«Jewish Observer»
JEWISH UKRAINE
15/34
August 2002
5762 Elul

KERCH MONUMENTS OF ANCIENT TIMES
VALENTINA POLYAKOVA
Main page To print

The Kerch charitable center "Khesed Malka" creates a lapidary (depositary of stone monuments) within a museum program.

These are Jewish gravestones - bearers of Jewish cultural and historical traditions - a forgotten and non-revived custom of the Jewish people in diaspora. The community members deliver Jewish gravestones up to the building of a former Prayer house of craftsmen. In this way people rescue gravestones from being used as a construction material by those who have no respect for historic memory of other nation. Most numerous are monuments in the form of a-metre-and-a-half vertical gravestones made of local coquina - trees with chopped off trunks and branches symbolizing orphaned children. One of massive gravestones imitates its creation in the form of irregular stones.

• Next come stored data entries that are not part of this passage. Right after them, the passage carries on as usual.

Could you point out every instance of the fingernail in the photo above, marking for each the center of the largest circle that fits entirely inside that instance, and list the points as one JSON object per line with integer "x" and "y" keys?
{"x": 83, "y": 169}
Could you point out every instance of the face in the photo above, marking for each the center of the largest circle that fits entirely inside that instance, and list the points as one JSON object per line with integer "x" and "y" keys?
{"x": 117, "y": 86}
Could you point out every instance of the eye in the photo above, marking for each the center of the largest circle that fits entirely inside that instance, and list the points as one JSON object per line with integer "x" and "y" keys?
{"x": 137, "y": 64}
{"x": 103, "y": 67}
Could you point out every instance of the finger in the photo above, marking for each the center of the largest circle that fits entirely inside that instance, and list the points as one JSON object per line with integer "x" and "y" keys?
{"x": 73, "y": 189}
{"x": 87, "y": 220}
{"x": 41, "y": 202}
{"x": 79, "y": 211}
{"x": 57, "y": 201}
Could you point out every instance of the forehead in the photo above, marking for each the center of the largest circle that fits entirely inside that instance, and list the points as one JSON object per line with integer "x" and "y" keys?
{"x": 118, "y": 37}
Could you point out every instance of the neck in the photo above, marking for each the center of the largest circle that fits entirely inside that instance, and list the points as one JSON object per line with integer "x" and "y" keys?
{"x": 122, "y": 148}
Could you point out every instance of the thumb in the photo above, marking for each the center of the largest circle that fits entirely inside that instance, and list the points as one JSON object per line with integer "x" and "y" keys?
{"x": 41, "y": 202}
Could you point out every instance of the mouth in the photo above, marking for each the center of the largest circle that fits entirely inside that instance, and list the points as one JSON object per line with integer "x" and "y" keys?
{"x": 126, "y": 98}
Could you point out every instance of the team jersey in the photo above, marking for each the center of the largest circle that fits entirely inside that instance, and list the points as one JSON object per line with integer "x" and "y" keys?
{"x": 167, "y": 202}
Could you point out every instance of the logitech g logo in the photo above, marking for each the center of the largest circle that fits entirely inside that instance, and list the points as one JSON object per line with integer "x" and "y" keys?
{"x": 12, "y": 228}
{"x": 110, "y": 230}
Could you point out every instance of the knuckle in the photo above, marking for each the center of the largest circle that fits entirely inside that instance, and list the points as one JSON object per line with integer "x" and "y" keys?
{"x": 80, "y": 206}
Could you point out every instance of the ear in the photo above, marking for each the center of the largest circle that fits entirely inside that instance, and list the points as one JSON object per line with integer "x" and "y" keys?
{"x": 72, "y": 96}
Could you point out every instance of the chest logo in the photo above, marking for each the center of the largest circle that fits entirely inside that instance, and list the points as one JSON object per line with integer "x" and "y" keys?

It is adorned with a skillfully carved brand winding round the monument in which center an oval medallion is sculptured. It has a bilingual epitaph. The upper part is in Hebrew, the lower in Russian. A David star can be seen on a fragment of marble gravestone. It was, usually, depicted on men's gravestones. Monuments of complex forms contain small round deepenings in their horizontal parts. They collect rainwater for birds to remember a soul of a deceased woman. Young girls were, habitually, buried under such gravestones. Epitaphs in Hebrew are wonderfully preserved on the gravestones in the form of a rectangular plate or of a plate with an oval upper part; dates are carved in Hebrew letters. Here is the translation of one epitaph, "This gravestone is to commemorate Esther - an important and pious woman, daughter of his blessed memory Simkha Sinakh, spouse of his blessed memory Mordekhai Bosh. She survived 63 years. She passed away Tamuz 3 (end of June) on Tuesday. Old tombstones are of a big size, diverse forms and materials, having unique epitaphs and more thoroughly processed stones. Tombstones of the late XX - early XX centuries look standard and unified, devoid of compositional diversity. Those who know modern Hebrew easily read and understand epitaphs.

Lapidary monuments reflect corresponding epoques and outlooks, help understand Jewish life in the Pale of Settlement.

Excursions about the lapidary are cognitive and interesting from architectural, historical, art, ethnographic, linguistic sides but they are most valuable to arouse a Jewish spirit, pride of traditions and culture of the ancient Jewish nation.